While you’re walking down on the waterfront, you’ll know you’re getting close to the Seattle Aquarium when you see lots of children running around with fish-y stuffed animals. The Aquarium is a sophisticated and interactive oceanographic playground that will ignite your inner kid while you learn all about the wildlife in the neighboring Puget Sound. There are tide-pools where the curious can touch the starfish and anemones, and there’s an extensive outdoor area where birds, otters and seals play. (Check out the Otter-Cams for some instant cuteness.)
To see the Emerald City skyline from a new angle, head out on the water. While you’re down on the waterfront, head over to Pier 55/56 and stop by the Argosy Cruise counter, where you can book one of their Elliott Bay cruises. Their most popular option is the 1- hour narrated “Harbor Cruise” ($23.25/ roundtrip) which gives you a brief overview and enough time to take all the beauty shots you’d like. Or, a cheaper option is to take the King County Water Taxi ($4.00/ oneway) across the Bay to West Seattle for equally awesome views.
Tip: if you’re looking to experience some of the best tourist-y sites on your 2 day jaunt, you should consider picking up a Seattle CityPASS to aid your adventuring. At $69, it’s a solid deal. The best part? Not only does it cover all of the top attractions (such as the Aquarium, EMP Museum, Pacific Science Center, an Argosy harbor cruise and 2 visits (!) to the top of the Space Needle) but waving your CityPASS at attraction ticket collectors lets you skip ahead to the front of the lines. No waiting in lines = more time to sightsee. And for the 2 day traveler, that is invaluable.
A Few Random Observations:
Despite the caffeine that must be coursing through the veins of every resident at all times, Seattle is a city that is unfailingly polite. People here wait for the walk sign to cross the street — even if the coast is completely clear. They respect right-of-way and don’t look at their cell phones when walking around (DC could take some lessons on that…) And, if two people are trying to go to the same place, as my friend Jill said, it’s common to hear “You go.” “No, you go.” “No, you go.” It’s just that kind of place.

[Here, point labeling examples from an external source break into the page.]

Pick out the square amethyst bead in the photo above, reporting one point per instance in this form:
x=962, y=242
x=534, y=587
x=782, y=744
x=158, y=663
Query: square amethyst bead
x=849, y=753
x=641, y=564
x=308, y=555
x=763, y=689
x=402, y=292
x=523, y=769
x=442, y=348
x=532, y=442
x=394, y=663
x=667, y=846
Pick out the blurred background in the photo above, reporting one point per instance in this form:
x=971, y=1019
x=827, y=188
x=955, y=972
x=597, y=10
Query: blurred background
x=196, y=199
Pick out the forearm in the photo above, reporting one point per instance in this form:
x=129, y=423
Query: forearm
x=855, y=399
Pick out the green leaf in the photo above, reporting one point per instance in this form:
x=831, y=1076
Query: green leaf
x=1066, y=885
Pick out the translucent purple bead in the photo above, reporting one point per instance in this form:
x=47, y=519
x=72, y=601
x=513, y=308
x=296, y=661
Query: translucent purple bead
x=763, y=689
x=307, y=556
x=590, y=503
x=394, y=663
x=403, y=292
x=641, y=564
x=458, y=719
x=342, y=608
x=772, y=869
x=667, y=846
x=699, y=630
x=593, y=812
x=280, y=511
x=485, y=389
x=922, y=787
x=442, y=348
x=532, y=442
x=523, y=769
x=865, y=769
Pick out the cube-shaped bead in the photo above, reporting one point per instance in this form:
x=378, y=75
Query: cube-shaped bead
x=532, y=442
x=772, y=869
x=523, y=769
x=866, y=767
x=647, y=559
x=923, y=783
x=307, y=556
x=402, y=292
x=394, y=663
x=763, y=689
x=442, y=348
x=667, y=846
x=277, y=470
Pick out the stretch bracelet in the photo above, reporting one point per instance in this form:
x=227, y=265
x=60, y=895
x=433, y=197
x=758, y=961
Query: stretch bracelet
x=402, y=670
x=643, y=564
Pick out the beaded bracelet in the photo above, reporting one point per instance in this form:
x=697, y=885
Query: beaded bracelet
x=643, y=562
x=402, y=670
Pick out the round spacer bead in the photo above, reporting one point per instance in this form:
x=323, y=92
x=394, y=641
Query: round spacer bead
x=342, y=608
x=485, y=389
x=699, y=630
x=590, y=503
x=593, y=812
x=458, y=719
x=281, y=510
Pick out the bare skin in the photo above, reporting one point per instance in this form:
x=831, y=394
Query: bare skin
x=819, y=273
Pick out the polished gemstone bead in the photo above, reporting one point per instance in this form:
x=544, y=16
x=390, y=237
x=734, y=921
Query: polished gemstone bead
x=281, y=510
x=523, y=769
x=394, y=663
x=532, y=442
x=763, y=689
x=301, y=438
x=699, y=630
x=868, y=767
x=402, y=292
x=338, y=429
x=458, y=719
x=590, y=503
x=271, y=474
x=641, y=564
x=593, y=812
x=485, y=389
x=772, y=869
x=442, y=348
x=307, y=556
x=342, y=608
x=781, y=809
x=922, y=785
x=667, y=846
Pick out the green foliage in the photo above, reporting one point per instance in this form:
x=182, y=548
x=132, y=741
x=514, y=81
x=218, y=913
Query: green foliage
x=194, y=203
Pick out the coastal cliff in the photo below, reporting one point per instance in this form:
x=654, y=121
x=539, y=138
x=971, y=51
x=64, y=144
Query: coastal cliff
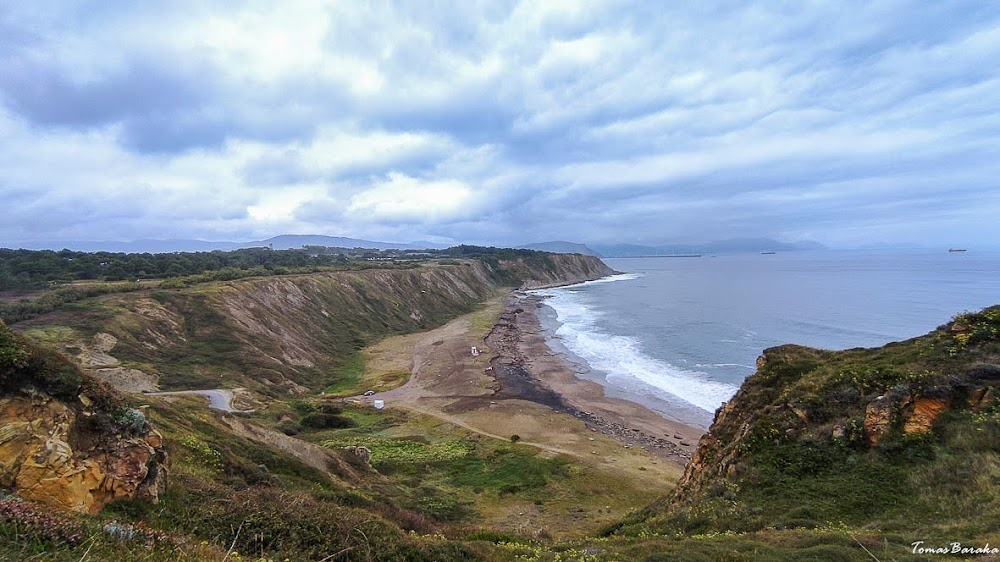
x=282, y=335
x=67, y=440
x=899, y=437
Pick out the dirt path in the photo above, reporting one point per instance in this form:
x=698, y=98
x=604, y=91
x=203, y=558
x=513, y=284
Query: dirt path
x=218, y=398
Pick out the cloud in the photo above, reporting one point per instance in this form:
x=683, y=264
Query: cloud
x=497, y=123
x=402, y=198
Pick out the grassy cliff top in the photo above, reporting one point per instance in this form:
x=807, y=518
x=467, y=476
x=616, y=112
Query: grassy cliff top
x=903, y=438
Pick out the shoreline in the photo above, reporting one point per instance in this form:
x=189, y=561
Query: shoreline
x=526, y=367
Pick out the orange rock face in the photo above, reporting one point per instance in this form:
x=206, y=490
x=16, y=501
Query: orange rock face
x=38, y=462
x=922, y=416
x=878, y=419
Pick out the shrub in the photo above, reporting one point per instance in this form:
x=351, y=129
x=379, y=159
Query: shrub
x=32, y=522
x=320, y=420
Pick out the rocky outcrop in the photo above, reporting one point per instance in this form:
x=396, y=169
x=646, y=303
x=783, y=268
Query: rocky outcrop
x=38, y=461
x=68, y=441
x=807, y=406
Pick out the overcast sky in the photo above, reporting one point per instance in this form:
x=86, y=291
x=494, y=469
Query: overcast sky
x=498, y=122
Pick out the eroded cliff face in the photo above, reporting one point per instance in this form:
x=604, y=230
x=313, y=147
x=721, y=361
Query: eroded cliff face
x=284, y=335
x=849, y=435
x=68, y=441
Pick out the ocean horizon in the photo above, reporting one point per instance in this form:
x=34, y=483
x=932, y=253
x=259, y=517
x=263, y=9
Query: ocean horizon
x=679, y=335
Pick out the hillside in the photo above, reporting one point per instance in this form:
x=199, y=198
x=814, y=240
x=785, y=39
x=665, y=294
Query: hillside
x=280, y=335
x=821, y=455
x=561, y=247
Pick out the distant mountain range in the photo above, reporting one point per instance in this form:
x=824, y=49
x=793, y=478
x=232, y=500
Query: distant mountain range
x=283, y=242
x=294, y=241
x=736, y=245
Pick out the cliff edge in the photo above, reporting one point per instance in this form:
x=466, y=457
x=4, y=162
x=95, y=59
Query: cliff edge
x=901, y=437
x=67, y=440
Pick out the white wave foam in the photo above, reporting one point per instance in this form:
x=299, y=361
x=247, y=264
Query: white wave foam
x=622, y=357
x=719, y=365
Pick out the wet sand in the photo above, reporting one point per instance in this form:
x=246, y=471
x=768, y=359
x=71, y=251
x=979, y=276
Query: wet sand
x=527, y=368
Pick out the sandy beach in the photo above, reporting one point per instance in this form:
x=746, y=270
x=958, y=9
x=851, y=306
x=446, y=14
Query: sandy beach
x=518, y=385
x=526, y=365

On the flip side, there are scores of homeless residents that frequent the tourist areas. According to Wikipedia, there’s an average of 8,000 individuals without homes each night. Perhaps they’re nomadic drifters enamored with the laid-back lifestyle or maybe they’re simply drawn to the generous social programs, but I will admit that it was a little unexpected. I was often asked for money, but never felt unsafe. (But I definitely was mindful of avoiding quiet areas when planning my nighttime routes…)
The Bottom Line:
Whether you’re a culture-seeker, foodie or nature-lover, the great thing about Seattle is that it’s compact, with a centralized and walkable city center. This allows for easy access to Seattle’s top museums and attractions, bustling waterfront and the pristine Puget Sound, making this seaside city an ideal “2 day” destination.